Jayakody, O and Breslin, M and Stuart, K and Vickers, JC and Callisaya, ML, The associations between dual-task walking under three different interference conditions and cognitive function, Gait and Posture, 82 pp. 174-180. ISSN 0966-6362 (2020) [Refereed Article]

Copyright Statement

Copyright 2020 Elsevier B.V. All rights reserved.

DOI: doi:10.1016/j.gaitpost.2020.08.113


Background & aims: Dual-task walking is an emerging marker of cognitive impairment. However, there is uncertainty regarding which dual-task test and measure to use. The aims of this study were to determine the association between three different dual-tasks and 1) global cognition and 2) individual cognitive domains.

Methods: Participants (n = 91) were adults aged between 56-83 years (mean 68.8, SD 6.7). Under single- and dual-task, gait speed was obtained using a computerized mat. For the dual-task there were three conditions: 1) reciting alternate letters of the alphabet (DT-alpha); 2) counting backwards in 3 s (DT-counting); and 3) recalling words from a shopping list (DT-recall). Dual-task interference in gait and cognition were calculated as: (dual task-single task)/single task×100 and summed to obtain total interference. The cognitive domains of executive function, processing speed, working memory, verbal fluency, visuospatial function and verbal memory (recall and recognition) were assessed using a battery of neuropsychological tests.
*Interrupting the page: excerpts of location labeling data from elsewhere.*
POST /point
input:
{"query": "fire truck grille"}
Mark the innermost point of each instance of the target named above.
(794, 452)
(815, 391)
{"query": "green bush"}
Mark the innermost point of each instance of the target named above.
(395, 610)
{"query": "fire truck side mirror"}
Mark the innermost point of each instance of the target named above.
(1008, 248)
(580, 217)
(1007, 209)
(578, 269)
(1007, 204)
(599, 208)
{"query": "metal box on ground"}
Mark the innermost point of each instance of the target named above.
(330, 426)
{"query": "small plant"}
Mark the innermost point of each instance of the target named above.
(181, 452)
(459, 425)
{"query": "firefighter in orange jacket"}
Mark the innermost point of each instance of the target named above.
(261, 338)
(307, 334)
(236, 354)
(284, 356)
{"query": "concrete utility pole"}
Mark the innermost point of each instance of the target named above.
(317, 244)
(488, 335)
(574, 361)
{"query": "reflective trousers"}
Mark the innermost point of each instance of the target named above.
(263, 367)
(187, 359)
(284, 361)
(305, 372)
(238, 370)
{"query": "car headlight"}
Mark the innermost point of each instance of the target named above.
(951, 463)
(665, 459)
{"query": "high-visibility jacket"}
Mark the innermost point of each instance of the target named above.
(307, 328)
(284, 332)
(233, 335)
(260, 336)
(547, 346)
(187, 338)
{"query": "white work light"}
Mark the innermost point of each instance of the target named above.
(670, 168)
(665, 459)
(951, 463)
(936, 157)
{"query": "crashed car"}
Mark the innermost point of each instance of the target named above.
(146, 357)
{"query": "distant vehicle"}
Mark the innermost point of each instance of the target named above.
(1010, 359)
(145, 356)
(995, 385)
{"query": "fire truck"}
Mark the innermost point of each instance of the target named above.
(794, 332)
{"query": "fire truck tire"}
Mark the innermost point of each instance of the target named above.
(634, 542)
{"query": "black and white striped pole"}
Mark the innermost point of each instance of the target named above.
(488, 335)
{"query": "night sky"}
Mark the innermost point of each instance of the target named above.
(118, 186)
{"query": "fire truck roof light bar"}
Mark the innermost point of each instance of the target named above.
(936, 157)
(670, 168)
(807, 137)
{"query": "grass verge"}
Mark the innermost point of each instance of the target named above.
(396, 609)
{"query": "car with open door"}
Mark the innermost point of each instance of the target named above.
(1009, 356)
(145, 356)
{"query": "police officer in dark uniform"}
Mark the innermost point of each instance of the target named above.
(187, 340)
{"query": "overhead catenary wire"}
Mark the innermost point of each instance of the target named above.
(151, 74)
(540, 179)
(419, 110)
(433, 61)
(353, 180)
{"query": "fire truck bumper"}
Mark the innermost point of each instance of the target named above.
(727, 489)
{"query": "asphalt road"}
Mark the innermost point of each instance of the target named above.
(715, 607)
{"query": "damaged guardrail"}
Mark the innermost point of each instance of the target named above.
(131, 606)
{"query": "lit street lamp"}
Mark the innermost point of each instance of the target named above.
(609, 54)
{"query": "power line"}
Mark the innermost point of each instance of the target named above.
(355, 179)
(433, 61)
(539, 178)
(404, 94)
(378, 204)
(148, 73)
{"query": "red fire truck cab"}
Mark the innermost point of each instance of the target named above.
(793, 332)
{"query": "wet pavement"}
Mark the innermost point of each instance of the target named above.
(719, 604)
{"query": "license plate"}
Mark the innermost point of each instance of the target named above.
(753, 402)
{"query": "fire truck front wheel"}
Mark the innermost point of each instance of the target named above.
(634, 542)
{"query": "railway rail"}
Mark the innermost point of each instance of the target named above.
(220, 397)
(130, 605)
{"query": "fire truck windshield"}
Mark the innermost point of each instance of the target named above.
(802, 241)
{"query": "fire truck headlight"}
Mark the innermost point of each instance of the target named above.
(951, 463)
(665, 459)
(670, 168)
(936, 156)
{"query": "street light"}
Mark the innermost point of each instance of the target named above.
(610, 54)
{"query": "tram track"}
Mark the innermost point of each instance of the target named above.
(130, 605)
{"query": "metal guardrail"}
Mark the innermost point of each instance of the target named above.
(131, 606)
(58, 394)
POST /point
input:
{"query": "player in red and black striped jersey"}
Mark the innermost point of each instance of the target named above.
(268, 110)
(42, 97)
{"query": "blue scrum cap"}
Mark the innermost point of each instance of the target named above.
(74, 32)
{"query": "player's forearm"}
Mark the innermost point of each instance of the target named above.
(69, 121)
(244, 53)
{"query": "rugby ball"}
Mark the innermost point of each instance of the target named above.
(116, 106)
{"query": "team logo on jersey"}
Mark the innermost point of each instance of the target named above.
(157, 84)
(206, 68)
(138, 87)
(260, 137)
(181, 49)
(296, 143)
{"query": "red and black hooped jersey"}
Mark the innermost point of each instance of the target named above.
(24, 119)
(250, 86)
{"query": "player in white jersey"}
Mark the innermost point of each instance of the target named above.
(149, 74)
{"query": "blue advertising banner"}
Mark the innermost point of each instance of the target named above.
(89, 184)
Raw test scores were subjected to principal component analysis to derive a global cognition score. Partial correlations were used to determine the strength of associations between single- and dual-task measures and cognitive scores, adjusting for age, sex and education.

Results: The strongest significant associations for each cognitive outcome variable were between greater total interference under DT-alpha and lower global cognition (r = 0.25), working memory (r = 0.28) and verbal memory [recognition] (r = 0.21), greater gait interference under DT-alpha and slower processing speed (r = 0.43) and single-task gait speed and verbal fluency (r = 0.23). Associations between dual-task measures and cognition were generally weaker under the DT-counting and DT-recall.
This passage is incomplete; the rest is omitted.